Find the complete and sufficient statistic for $\theta$ and compute the unique minimum variance unbiased estimator of $\theta$.
My approach:
$$f_{X_i}(x;\theta)= e^{i\theta-x}I_{(i\theta\leqslant x)}\\
L(x;\theta)=\prod_{i=1}^{n} e^{i\theta-x}I_{(i\theta\leqslant x)}$$
which on solving tells me that $Y= \min\dfrac{X_i}{i}$ is the sufficient statistic of $\theta$. Also, how to prove completeness?
Now, my question is in order to find UMVUE, we need to have pdf of $Y$. How to go about that?
Best Answer
The function $L$ should be viewed as a function of $\theta$ with $x_1,\ldots,x_n$ fixed and your notation doesn't make that clear. Also, $x$ should not remain the same as $i$ changes.
For $y\ge\theta$ we have: \begin{align} \Pr(Y>y) & = \Pr( X_1> y\ \&\ X_2 > 2y\ \&\ \cdots \ \&\ X_n > ny) \\[8pt] & = e^{\theta-y} \cdot e^{2(\theta-y)} \cdot e^{3(\theta-y)} \cdots e^{n(\theta-y)} \\[8pt] & = e^{(1+2+3+\cdots+n)(\theta-y)} \\[8pt] & = \int_y^\infty (1+2+3+\cdots+n)e^{(1+2+3+\cdots+n)(\theta-x)} \, dx. \end{align} Thus the function of $x$ that is integrated here is the probability density function of the random variable $Y$ (for $x>\theta$).

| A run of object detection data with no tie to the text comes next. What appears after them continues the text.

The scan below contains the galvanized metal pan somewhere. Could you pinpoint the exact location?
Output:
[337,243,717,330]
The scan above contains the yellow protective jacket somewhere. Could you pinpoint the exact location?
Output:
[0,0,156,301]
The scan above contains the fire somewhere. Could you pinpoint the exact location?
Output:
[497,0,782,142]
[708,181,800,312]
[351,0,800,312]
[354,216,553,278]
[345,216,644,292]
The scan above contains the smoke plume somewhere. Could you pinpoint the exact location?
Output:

Consequently \begin{align} \operatorname EY & = \int_\theta^\infty x\cdot (1+2+3+\cdots+n) e^{(1+2+3+\cdots+n)(\theta-x)} \, dx \\[8pt] & = \frac 1 {1+2+3+\cdots+n} + \theta. \end{align} Since the fraction in the last line above does not depend on $\theta,$ you get an unbiased estimator of $\theta.$
Completeness would mean there is no nonzero function $g$ such that \begin{align} \operatorname Eg(Y) & = \int_\theta^\infty g(x) (1+2+3+\cdots+n) e^{(1+2+3+\cdots+n)(\theta-x)} \, dx \\[8pt] & = \int_0^\infty g(x+\theta) (1+2+3+\cdots+n) e^{-(1+2+3+\cdots+n) x} \, dx \end{align} remains equal to $0$ as $\theta$ changes.